When Monsanto’s CFO explained that a lack of acres was the reason for the “slightly down to flattish” corn volume the industry saw, he reiterated that he does not expect the same level of deterioration next year. Jeff Zekauskas with JPMorgan simply stated, “I hope you’re right.”
— Gita Syahrani (@SyahraniGita) October 3, 2014
Bank of America Merrill Lynch’s Kevin McCarthy also questioned Monsanto’s enthusiastic projections of growth and explanations.
“I guess a couple questions on glyphosate, if I may,” McCarthy stated. Monsanto executives had previously stated the company expected a timing shift on when investors would see higher returns next year. “First, would you elaborate on what is causing the timing shift from 1Q into 2Q? And then related to that, I would normally think as you move and shift the mix from nonbranded to branded that that would help your profitability. But the overall year looks down 10% or so as per your guidance. So perhaps you could help us reconcile that.”
Monsanto executives repeatedly mentioned issues in Latin America. One issue in Latin America is a growing public resistance to genetically modified seeds. Last month, for example, in Costa Rica, the country’s approval process for GMO projects was declared unconstitutional. The ruling stated that the previous approval process violated the rights of Costa Ricans to access information that could affect their health and well being. Costa Rica’s Agriculture and Livestock Ministry is now required to release information to the public about the GMO approval process, according to The Tico Times.

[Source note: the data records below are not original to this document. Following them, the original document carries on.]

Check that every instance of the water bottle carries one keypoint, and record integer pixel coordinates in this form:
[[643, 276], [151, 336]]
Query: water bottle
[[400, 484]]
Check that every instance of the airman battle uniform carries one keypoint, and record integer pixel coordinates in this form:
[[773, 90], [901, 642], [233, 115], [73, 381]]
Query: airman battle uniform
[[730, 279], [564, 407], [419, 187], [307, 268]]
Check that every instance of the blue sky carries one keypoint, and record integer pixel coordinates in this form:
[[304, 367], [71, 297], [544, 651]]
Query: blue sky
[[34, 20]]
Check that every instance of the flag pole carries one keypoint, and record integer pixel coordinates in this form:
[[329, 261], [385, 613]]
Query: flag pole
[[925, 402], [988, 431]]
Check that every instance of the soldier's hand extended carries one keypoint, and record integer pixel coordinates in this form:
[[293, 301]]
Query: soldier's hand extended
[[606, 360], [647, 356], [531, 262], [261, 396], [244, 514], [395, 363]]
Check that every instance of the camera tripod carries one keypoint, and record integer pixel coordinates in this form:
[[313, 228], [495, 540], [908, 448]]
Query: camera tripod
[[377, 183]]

— Rachel (@RachelsNews) October 10, 2014
This resistance is also being felt in the United States, where a massive “food fight” is underway for GMO labelling laws.

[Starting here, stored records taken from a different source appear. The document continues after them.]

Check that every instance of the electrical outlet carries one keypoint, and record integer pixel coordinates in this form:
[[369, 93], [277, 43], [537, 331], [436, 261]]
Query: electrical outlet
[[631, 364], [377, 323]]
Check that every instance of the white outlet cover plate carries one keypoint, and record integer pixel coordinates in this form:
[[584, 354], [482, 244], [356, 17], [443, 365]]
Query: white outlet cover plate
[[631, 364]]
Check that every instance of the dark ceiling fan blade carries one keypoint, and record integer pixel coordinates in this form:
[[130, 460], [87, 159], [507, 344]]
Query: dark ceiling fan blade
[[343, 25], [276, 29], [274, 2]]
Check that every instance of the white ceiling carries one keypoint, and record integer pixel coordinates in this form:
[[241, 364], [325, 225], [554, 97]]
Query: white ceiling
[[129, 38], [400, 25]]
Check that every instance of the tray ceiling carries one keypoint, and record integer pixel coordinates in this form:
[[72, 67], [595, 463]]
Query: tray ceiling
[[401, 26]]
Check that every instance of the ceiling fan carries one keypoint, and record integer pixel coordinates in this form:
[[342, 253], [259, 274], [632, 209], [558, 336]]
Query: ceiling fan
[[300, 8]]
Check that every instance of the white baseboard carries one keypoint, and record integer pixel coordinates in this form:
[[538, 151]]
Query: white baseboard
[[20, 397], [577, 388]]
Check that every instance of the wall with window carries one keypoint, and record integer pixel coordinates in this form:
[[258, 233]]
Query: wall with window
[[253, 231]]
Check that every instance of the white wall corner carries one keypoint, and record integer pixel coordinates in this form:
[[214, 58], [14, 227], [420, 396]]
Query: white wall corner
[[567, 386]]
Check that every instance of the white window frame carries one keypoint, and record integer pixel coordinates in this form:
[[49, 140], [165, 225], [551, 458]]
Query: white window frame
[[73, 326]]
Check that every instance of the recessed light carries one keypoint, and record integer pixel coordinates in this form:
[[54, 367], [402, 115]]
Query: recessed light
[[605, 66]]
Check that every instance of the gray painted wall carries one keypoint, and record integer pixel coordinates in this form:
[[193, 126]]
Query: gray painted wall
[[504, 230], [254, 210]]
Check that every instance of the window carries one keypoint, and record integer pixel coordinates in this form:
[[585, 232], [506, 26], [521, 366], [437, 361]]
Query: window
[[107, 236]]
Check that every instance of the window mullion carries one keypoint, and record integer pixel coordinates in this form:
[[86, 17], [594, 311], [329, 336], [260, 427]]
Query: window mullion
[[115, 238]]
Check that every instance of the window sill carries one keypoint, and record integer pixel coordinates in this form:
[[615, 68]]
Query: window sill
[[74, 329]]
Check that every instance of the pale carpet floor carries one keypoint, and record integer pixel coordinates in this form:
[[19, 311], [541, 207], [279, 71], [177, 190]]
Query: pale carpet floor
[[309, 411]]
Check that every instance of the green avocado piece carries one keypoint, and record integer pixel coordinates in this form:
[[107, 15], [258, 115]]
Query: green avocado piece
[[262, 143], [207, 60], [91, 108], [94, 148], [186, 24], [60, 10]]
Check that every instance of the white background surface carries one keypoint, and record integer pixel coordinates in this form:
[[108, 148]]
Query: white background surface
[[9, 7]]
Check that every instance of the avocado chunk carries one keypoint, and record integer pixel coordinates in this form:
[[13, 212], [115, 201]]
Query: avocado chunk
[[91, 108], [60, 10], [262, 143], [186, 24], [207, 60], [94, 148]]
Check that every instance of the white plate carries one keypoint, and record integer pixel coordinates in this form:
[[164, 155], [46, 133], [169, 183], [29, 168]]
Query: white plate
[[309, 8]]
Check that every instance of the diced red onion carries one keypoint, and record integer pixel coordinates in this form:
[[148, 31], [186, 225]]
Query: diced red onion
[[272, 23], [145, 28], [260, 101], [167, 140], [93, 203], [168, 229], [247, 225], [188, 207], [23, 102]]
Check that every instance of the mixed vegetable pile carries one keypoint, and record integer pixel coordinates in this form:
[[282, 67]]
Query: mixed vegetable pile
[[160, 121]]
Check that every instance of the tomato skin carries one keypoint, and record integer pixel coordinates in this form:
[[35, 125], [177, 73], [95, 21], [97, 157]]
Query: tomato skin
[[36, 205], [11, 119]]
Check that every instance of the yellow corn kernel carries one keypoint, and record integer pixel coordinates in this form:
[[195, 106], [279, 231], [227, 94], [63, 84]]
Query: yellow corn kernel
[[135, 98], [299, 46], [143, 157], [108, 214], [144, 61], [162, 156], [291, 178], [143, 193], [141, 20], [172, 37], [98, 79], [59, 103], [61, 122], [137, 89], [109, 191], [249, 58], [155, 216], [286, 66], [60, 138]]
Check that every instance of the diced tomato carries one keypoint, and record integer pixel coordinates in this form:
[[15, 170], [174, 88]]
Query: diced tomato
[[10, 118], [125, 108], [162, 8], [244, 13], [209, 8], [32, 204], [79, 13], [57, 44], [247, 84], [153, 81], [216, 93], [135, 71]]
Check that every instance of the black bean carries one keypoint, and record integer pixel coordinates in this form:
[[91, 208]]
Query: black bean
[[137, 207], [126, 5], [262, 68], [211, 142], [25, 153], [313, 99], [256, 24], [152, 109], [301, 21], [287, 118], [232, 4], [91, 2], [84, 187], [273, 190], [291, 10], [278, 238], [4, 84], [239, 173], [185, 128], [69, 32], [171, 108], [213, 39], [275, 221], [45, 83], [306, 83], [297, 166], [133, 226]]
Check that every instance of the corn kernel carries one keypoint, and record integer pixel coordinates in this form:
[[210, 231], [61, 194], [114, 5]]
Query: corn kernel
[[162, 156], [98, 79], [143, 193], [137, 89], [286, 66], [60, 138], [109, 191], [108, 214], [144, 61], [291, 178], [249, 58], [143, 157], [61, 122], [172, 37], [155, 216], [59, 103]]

Corps must label our padded toilet seats so why they have a hard time labeling #GMOs? #yeson92 http://t.co/1JfAygj5qK pic.twitter.com/orUtws298T — Organic Live Foods (@OrganicLiveFood) October 10, 2014
Analyst Barbara Billinger, who incidentally feels Monsanto is a large enough corporate power to recover handsomely from the less than expected growth, stated that public opinion of the genetically modified seeds and herbicides that Monsanto sells is at the root of the disappointing earnings. Billinger likened Monsanto’s current position to Big Tobacco’s past.

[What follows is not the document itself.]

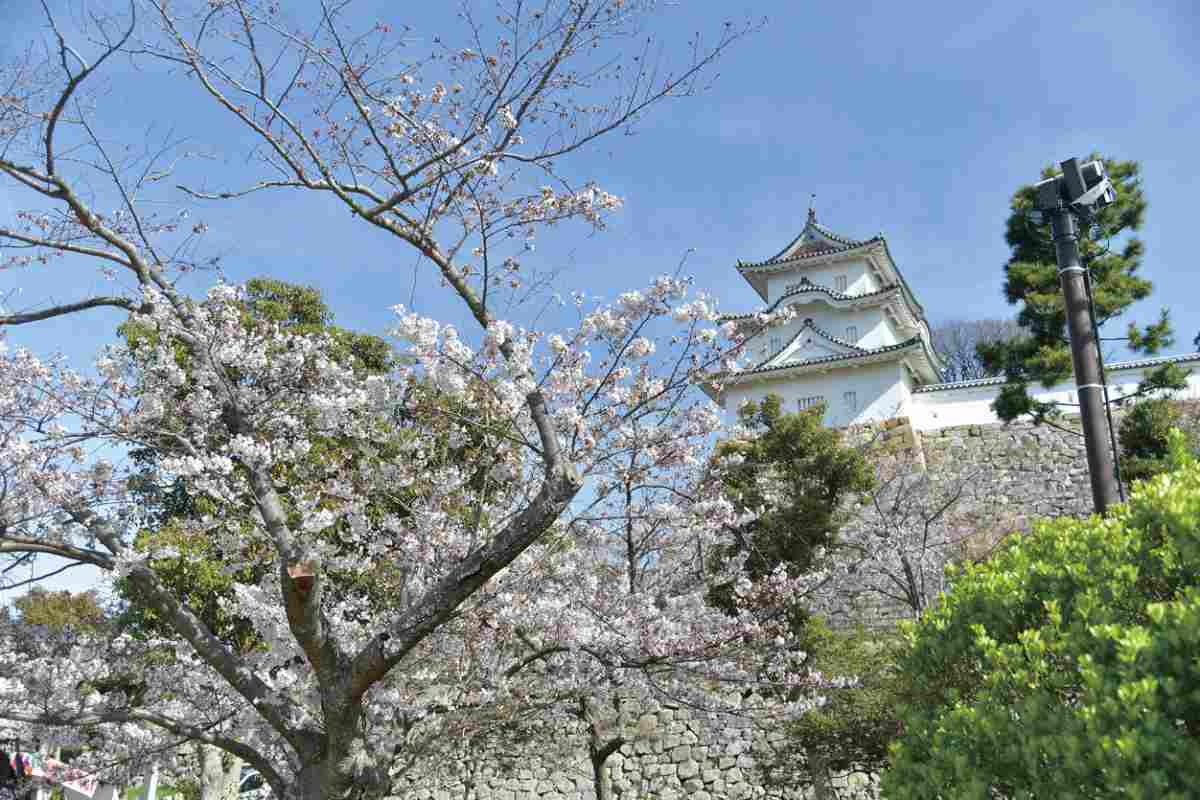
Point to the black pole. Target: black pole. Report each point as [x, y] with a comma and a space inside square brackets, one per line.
[1085, 354]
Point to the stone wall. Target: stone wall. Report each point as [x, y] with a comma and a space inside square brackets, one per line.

The non-GMO supply chain is growing thanks to companies like Silk, which are sourcing non-GMO soy ingredients…. http://t.co/K5D69LAIwi
— Non-GMO Project (@NonGMOProject) October 10, 2014
The public opinion Billinger referred to is being expressed around the globe.
The Netherlands is taking the lead in banning Monsanto’s Roundup. Ask other European governments to ban it too http://t.co/udgQ1r3Sez
— GMWatch (@GMWatch) October 9, 2014
“However, with greater and more mainstream media attention being given to the issue, and with the proponents of GMO labeling leading in Oregon polls, this may be a pivot point in how GMOs are perceived and to a greater extent, how Monsanto is perceived,” Billinger wrote. “And if Monsanto goes down the road of Big Tobacco before it as being regarded as a “dirty” company, divestiture movements may well be possible as more people apply a moral and ethical filter towards holding Monsanto in their portfolio. And with a current institutional holding level of 85.9%, it would certainly make a significant impact on Monsanto’s bottom line.”